Recently I had the opportunity to speak to three groups of women about the importance of the Gospel. It was a privilege and a great opportunity, and as such I was eager for it to go well. I had prepared diligently for the message, and was looking forward to it. However, regardless of how much I prepare for these types of events, the reality of what I am doing always seems to strike me the morning that I will first present. The magnitude of the responsibility for teaching God’s Word is hard to escape.

So as I got ready to leave the house that morning I was praying for God to bless my time of teaching. I prayed that I would speak clearly and that I would be an effective communicator of His Truth. I wanted things to go well but even as I prayed I realized that my heart’s cry was off the mark. I wanted it to go well because I wanted it to be an effective time of learning and because I wanted to make sure I didn’t do anything to distract from what God was going to do in the lives of the women who were listening. However, I also wanted it to go well because I didn’t want to look like a fool. I wanted to present myself well because I wanted the people who were listening to think well of me.

As this recognition hit me, I realized that in order for God to be most glorified something may need to happen that would be outside of my carefully crafted plans. Perhaps I would fall on my face as I walked to the stage. Perhaps I would stutter and forget my place. Perhaps I would not do as good of job as the time and effort that I had dedicated would indicate. Any of these things could have happened – and God may have required them in order to accomplish something that was distinct from my plans but signifiant in His. I wasn’t sure how God could use any of these things but I knew that He could. And if He desired to do so, than I needed to be willing for that to happen.

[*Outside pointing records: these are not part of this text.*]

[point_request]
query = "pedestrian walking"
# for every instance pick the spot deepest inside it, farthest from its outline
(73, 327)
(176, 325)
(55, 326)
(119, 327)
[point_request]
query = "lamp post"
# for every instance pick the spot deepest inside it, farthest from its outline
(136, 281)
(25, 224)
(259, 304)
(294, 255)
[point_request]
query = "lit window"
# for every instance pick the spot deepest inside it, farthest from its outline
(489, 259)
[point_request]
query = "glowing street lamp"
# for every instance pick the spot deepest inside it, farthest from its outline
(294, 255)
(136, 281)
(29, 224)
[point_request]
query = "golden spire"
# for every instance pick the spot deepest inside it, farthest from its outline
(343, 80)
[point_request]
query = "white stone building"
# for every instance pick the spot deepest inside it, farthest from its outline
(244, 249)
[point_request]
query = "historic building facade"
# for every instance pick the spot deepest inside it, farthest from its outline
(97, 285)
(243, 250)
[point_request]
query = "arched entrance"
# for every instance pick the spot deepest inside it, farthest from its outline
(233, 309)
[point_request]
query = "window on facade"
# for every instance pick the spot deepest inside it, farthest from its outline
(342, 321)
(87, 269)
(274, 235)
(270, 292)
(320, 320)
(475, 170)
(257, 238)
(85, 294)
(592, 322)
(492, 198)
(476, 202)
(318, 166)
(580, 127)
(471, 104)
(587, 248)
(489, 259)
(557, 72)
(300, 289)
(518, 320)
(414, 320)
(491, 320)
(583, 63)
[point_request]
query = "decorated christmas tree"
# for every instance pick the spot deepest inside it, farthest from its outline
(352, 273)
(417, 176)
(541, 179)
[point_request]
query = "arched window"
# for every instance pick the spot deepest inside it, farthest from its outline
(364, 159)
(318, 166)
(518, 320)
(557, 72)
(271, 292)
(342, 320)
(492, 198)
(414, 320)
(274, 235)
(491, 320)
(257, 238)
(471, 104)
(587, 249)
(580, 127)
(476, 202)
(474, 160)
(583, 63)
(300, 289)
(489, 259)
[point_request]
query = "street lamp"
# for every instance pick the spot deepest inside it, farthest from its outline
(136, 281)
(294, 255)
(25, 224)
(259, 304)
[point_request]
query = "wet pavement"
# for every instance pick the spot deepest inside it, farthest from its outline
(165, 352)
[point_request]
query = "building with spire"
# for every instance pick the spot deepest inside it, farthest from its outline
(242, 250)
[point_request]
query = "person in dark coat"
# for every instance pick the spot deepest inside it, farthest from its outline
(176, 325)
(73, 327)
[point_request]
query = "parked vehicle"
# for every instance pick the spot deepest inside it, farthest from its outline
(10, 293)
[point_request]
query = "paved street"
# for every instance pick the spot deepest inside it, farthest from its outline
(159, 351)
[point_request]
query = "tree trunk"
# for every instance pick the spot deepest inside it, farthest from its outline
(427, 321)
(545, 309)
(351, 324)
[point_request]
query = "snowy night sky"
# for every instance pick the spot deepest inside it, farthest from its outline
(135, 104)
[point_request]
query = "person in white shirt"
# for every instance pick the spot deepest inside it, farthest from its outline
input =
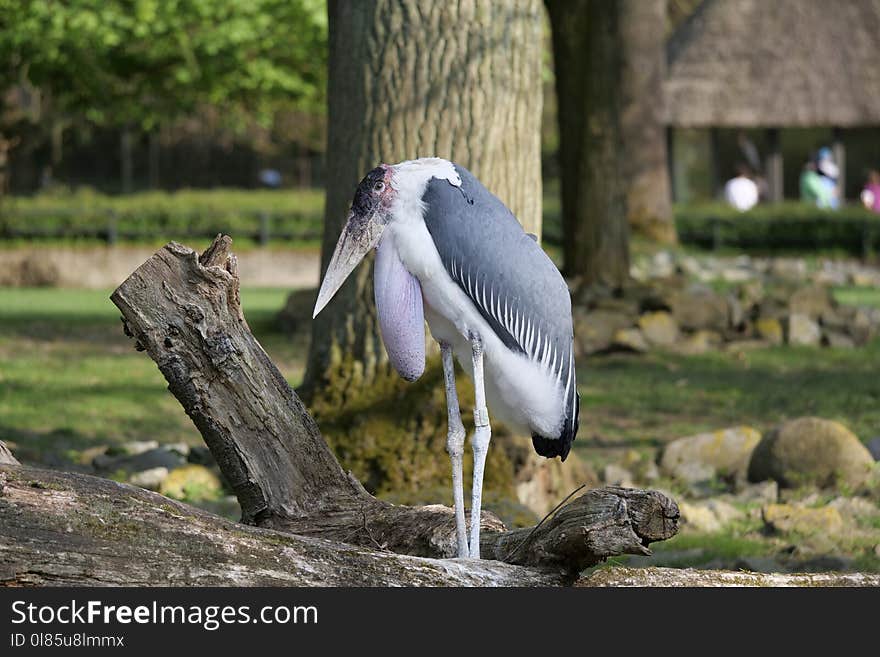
(741, 191)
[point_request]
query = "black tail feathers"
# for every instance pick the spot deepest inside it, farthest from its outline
(553, 447)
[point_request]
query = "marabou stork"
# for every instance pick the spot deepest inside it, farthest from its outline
(451, 253)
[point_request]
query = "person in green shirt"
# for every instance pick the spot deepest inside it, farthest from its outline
(813, 190)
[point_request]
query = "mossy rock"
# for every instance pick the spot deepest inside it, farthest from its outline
(769, 329)
(811, 450)
(802, 520)
(724, 453)
(192, 483)
(659, 328)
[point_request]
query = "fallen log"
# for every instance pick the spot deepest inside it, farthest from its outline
(620, 576)
(64, 529)
(184, 310)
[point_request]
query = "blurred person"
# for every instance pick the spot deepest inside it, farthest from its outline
(871, 191)
(271, 178)
(813, 189)
(829, 173)
(741, 191)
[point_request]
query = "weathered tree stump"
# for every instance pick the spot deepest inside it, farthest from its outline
(185, 312)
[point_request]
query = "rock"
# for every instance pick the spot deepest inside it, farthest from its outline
(839, 319)
(699, 342)
(803, 331)
(862, 327)
(837, 340)
(648, 472)
(36, 270)
(191, 482)
(855, 508)
(622, 305)
(699, 308)
(629, 340)
(201, 455)
(180, 448)
(724, 453)
(595, 330)
(873, 446)
(662, 265)
(750, 293)
(160, 457)
(764, 491)
(789, 268)
(659, 328)
(811, 301)
(614, 475)
(736, 315)
(708, 516)
(150, 479)
(132, 448)
(769, 329)
(811, 450)
(770, 308)
(803, 520)
(697, 518)
(865, 278)
(746, 345)
(736, 274)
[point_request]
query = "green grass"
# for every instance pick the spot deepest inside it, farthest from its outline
(656, 397)
(69, 379)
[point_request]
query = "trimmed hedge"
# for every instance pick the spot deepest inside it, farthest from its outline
(779, 227)
(260, 214)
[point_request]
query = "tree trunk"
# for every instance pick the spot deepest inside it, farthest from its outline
(185, 312)
(587, 45)
(417, 78)
(648, 196)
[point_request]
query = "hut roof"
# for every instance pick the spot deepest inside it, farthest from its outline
(776, 63)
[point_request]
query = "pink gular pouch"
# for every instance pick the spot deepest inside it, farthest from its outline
(401, 313)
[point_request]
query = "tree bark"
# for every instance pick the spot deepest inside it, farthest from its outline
(668, 577)
(587, 44)
(184, 311)
(417, 78)
(61, 529)
(648, 192)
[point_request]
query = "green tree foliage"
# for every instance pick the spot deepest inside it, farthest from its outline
(145, 62)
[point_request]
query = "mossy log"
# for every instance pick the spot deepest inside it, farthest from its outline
(705, 578)
(184, 311)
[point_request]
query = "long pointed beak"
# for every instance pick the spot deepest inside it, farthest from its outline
(357, 238)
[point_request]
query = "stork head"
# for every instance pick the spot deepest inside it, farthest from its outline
(369, 214)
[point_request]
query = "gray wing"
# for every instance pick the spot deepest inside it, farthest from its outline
(512, 282)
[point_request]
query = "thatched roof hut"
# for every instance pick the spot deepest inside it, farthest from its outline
(775, 64)
(783, 63)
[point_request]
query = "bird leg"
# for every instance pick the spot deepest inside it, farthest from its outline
(455, 446)
(480, 443)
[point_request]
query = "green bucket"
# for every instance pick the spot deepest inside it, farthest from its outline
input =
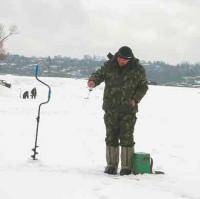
(141, 163)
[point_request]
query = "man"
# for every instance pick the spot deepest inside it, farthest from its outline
(33, 93)
(125, 85)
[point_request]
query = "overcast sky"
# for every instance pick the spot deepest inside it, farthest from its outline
(154, 29)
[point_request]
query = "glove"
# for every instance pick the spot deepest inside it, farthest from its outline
(91, 84)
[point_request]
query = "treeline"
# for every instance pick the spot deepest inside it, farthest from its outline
(58, 66)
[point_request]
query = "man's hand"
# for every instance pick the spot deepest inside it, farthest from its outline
(132, 103)
(91, 84)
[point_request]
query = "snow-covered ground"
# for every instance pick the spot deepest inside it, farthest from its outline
(72, 149)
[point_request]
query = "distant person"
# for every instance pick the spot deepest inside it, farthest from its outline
(125, 86)
(33, 93)
(26, 95)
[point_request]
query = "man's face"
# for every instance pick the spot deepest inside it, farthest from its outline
(122, 61)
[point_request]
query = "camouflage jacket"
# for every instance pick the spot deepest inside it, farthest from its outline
(122, 84)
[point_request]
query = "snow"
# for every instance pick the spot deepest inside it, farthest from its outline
(72, 148)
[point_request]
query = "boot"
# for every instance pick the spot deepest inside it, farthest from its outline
(112, 158)
(126, 160)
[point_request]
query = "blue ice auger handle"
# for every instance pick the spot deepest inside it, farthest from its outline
(38, 117)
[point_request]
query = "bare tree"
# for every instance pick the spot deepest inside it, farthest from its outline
(4, 36)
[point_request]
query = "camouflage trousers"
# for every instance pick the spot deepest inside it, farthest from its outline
(119, 128)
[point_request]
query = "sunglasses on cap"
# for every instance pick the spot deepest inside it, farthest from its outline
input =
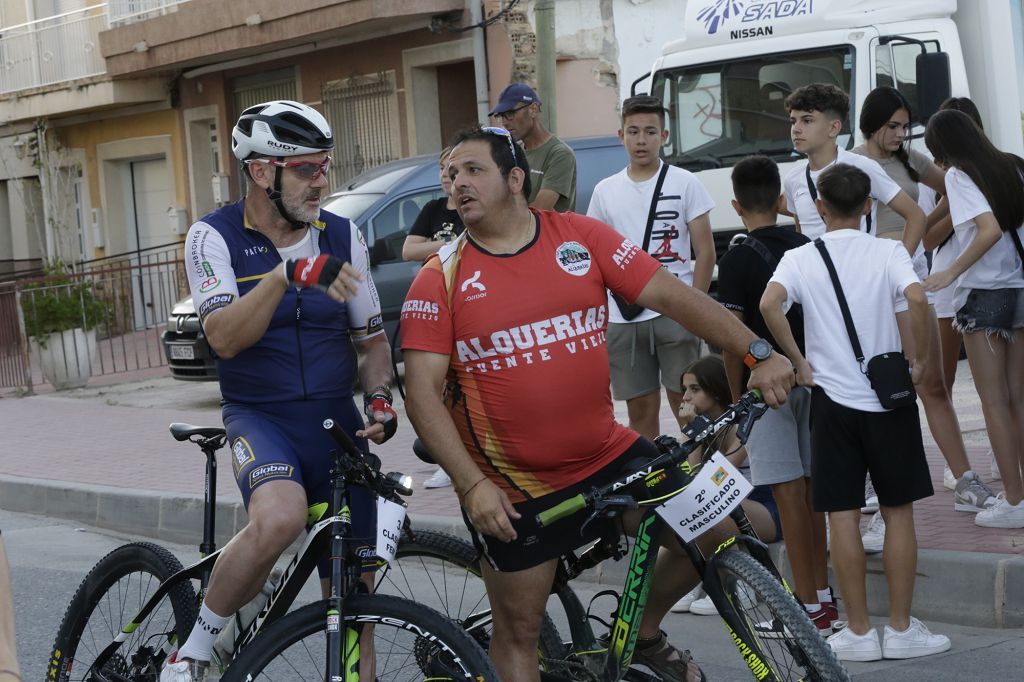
(495, 130)
(306, 170)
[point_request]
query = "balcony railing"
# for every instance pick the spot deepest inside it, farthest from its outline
(66, 47)
(129, 11)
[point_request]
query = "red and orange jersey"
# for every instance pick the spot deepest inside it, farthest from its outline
(527, 383)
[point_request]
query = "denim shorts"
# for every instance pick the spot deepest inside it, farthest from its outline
(991, 310)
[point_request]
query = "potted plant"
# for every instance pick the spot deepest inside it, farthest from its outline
(60, 316)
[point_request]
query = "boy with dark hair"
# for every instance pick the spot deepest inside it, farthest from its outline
(779, 448)
(648, 350)
(852, 434)
(816, 116)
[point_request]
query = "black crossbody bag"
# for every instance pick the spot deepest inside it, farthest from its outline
(631, 310)
(889, 373)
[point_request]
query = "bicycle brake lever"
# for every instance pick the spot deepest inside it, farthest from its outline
(747, 423)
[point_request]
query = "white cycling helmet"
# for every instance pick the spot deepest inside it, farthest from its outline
(280, 128)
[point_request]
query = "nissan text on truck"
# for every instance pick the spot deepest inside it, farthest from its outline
(725, 82)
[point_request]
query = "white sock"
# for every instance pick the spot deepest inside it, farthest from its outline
(200, 642)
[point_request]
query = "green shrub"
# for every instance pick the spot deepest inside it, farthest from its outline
(60, 302)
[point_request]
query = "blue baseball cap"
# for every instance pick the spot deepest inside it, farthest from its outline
(512, 96)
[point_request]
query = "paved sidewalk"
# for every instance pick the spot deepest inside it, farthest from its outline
(102, 456)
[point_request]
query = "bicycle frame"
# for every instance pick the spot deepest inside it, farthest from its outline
(333, 533)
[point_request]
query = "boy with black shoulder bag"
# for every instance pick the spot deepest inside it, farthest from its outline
(863, 413)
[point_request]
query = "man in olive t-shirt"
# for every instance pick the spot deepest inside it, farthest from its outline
(551, 161)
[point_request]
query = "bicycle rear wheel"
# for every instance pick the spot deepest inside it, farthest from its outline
(443, 571)
(411, 642)
(104, 606)
(798, 652)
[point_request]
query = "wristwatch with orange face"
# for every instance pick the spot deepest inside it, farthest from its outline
(759, 351)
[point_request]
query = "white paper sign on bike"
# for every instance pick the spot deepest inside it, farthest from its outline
(717, 489)
(390, 516)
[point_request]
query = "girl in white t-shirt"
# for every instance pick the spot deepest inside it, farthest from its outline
(885, 122)
(985, 192)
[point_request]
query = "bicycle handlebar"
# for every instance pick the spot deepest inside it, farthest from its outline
(744, 411)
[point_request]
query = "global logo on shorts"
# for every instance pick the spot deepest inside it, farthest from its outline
(573, 258)
(264, 471)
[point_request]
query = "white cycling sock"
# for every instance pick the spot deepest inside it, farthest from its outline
(200, 642)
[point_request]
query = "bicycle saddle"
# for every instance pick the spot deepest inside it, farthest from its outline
(182, 431)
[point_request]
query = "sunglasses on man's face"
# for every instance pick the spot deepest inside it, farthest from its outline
(495, 130)
(306, 170)
(505, 116)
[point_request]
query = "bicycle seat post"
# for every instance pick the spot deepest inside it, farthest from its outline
(209, 544)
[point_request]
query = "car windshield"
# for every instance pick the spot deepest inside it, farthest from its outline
(351, 205)
(722, 112)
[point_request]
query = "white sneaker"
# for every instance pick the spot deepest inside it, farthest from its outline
(704, 606)
(915, 641)
(1001, 514)
(183, 671)
(438, 479)
(850, 646)
(972, 495)
(948, 479)
(683, 604)
(993, 467)
(875, 536)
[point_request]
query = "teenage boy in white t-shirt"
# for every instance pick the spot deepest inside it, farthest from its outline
(651, 350)
(816, 116)
(851, 433)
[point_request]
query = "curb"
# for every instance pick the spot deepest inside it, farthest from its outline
(178, 518)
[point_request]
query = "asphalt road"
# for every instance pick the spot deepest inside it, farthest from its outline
(50, 557)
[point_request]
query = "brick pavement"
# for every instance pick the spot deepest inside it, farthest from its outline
(114, 434)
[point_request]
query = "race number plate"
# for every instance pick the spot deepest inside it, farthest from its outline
(182, 352)
(390, 516)
(718, 488)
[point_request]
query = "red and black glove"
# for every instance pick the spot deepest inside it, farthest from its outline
(318, 271)
(380, 400)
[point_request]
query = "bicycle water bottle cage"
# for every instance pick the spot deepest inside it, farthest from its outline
(666, 443)
(694, 428)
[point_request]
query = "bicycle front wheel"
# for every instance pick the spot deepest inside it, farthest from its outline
(105, 606)
(796, 650)
(411, 642)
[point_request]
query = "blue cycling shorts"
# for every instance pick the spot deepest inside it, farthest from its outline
(287, 441)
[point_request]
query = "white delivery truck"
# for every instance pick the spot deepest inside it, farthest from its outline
(724, 83)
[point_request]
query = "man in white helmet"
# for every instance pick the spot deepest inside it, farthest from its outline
(281, 288)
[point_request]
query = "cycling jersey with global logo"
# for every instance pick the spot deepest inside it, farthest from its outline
(528, 385)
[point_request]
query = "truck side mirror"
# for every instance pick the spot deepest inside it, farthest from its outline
(933, 83)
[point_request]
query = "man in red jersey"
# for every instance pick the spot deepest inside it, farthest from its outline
(508, 385)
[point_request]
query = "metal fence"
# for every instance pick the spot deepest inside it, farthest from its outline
(107, 318)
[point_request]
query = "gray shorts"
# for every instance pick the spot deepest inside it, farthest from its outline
(779, 446)
(648, 354)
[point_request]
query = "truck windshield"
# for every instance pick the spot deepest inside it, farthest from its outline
(720, 113)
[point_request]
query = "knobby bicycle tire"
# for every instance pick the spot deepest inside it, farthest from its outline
(411, 641)
(112, 594)
(442, 571)
(800, 652)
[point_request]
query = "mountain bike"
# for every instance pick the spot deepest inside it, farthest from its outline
(738, 574)
(137, 605)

This didn’t stop me from praying that the teaching time went well, but it certainly changed my definition of what that meant. Instead of being about whether I did a good job, it was about whether God accomplished what He wanted through it. It meant that whatever He wanted to have happen, I wanted that too. Even if it meant that there was a personal cost. Even if it meant sacrificing my carefully crafted expectations. I know that what He desired was far greater than what I did and first and foremost I wanted to serve Him.

It can be difficult to come to this place of surrender. Even though part of my teaching was on Galatians 1:10 where Paul discusses the importance of serving Christ and not man, it wasn’t until the morning I was to go on stage that I fully appreciated that in order for God’s purposes to be fulfilled, I may not come across looking as polished as I desired to be. We often state our willingness to make grand sacrifices for the sake of Christ, but fail to realize that more often we are called to the daily sacrifices of our reputation, our comfort and our convenience in order to serve His purposes rather than our own. May we be increasingly be willing to make these sacrifices, knowing that what He has designed is greater than what we could. May we, like John the Baptist say “He must increase, but I must decrease”(Jn. 3:30) as we desire whatever He wills.